Zapier vs Make in 2026: Which Automation Platform Is Better?

Zapier is easier. Make is more powerful. Both now have AI features. We've used both for years — here's the honest comparison.

The short answer

Zapier if you want something that works in 5 minutes and you're not a technical person.

Make if you want maximum power, visual workflow building, and don't mind a learning curve.

Ease of use

Zapier is the most beginner-friendly automation platform available. Create a Zap in minutes. The AI Zap builder lets you describe what you want in plain English and builds it for you.

Make's visual canvas is powerful but overwhelming for beginners. Complex workflows are easier to build in Make, but simple ones take longer.

Winner: Zapier

Power and flexibility

Make wins on raw capability. Multi-step branching logic, data transformation, error handling, and complex routing are all easier to build in Make's visual canvas. API calls and data manipulation are more powerful.

Winner: Make

App integrations

Zapier has 5,000+ app integrations — more than any competitor. Make has ~1,500 but covers all the important ones.

Winner: Zapier

Pricing

Make is significantly cheaper for high-volume automation. Zapier's pricing scales quickly with usage.

PlanZapierMake
Free100 tasks/mo1,000 ops/mo
Starter$20/mo$9/mo

Winner: Make

Our verdict

Zapier for most people and businesses — easier, more integrations. Make for technical users who need complex workflows at lower cost.

Use cases

Solo founder automating customer onboarding. Zapier. The 5-minute setup and pre-built templates handle typical SaaS automation without learning curve.
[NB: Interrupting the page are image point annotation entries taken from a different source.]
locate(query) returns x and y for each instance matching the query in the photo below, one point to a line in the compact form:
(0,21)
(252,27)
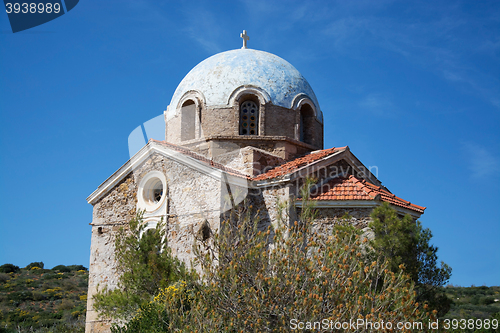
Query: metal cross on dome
(245,39)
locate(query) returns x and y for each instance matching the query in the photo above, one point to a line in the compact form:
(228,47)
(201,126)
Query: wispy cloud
(482,163)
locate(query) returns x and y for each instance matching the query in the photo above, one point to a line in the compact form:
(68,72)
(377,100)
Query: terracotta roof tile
(352,188)
(297,163)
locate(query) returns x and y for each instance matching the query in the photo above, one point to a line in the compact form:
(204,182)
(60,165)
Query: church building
(242,124)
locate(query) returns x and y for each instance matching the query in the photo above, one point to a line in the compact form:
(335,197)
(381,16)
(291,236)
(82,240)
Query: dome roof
(217,77)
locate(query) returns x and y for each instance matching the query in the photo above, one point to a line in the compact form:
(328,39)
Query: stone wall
(110,213)
(193,198)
Developer building complex multi-step workflows. Make. Visual programming model handles conditional logic and branching better than Zapier at lower cost.
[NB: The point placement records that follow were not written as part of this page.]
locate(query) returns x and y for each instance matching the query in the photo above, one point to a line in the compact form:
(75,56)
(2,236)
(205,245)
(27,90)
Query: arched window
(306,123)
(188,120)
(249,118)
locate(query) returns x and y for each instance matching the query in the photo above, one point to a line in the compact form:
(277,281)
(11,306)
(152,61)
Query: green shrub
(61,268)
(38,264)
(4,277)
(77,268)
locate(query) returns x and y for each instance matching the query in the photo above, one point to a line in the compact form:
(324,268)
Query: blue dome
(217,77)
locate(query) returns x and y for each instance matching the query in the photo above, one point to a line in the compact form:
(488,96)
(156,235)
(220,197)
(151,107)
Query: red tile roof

Marketing team syncing data between SaaS tools. Zapier. Larger app catalog (6,000+ vs Make's 1,800+) means your specific tools are more likely supported.

Frequently asked questions

Is Zapier better than Make? For non-technical users, yes. Zapier's interface, pre-built Zaps, and onboarding are easier. For technical users wanting complex workflows, Make's visual programming wins. Match the tool to your technical comfort.
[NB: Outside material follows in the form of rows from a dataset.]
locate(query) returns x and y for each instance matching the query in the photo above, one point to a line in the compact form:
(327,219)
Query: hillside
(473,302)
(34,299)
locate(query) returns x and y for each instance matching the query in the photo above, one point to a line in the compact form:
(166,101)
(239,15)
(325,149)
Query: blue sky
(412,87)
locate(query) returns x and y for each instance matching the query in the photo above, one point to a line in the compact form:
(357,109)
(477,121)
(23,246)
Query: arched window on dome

Which is cheaper for low-volume use? Make, by significant margin. Make's free tier handles 1,000 operations monthly. Zapier free covers 100 tasks. For occasional automation, Make's free tier is more useful. Zapier paid plans start higher than Make.

Can Make do everything Zapier does? Mostly. Make supports most major integrations Zapier does. Specific niche apps may only be on Zapier given larger catalog. For mainstream SaaS tools (Slack, Gmail, HubSpot, Notion, etc.), both work equivalently.

Which has better AI features? Both added AI capabilities recently. Zapier AI Actions and Make's AI tools work similarly. Neither has dramatic advantage for AI-powered workflows. Both let you trigger ChatGPT, Claude, or other AI APIs as workflow steps.

Which works better for non-technical teams? Zapier. The interface metaphor (Zap = trigger + action) is more intuitive than Make's visual flowchart approach. For non-technical team members building their own automations, Zapier wins clearly.

Can I migrate from Zapier to Make later? Yes, manually. No automated migration tool exists — workflows must be rebuilt. For active workflow libraries (50+ Zaps), migration is significant work. For occasional automation, switching is easier.

Which scales better for high-volume workflows? Make, for cost. At high task volumes, Make's pricing structure becomes dramatically cheaper than Zapier. For sustained heavy automation use, Make can save thousands monthly vs Zapier's per-task pricing.